How A Special Ed Teacher's Simple Idea Is Making A Big Difference

These students get an A+.

Here's proof that an idea doesn't have to be complicated to go a long way. Just ask special education teacher Sadie Guthrie.

A video from SoulPancake puts the spotlight on Guthrie, a special education teacher at Lawton Alternative School in San Francisco, for its Class Act series, which highlights inspiring teachers. Using a cart to sell coffee and pastries, Guthrie helps her students learn real world skills.

The video shows footage of the students asking teachers for orders and picking up treats at a local bakery as they get lessons about transportation skills and social interactions along the way.

"We’re now out in the actual community, showing people really what we’re capable of," Guthrie said.

It's clear Guthrie cares about her students, especially when she becomes emotional while talking about them. She stresses that the focus should be less on their challenges and more on their abilities.

"It’s less about what are you struggling with, it’s more about how awesome can you be," she said.

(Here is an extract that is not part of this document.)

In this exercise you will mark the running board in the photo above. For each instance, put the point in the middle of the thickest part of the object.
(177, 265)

Gina Ferrante, the school's principal, added that Guthrie's coffee cart idea could easily be modeled at other schools and be as impactful as it has been at Lawton.

"Any school in this country could take this example to help transform their own school community, to make sure that every child feels accepted, that every child feels that they belong, that they have a place," she said.

We know one teacher at Ferrante's school who definitely deserves a spot on the honor roll.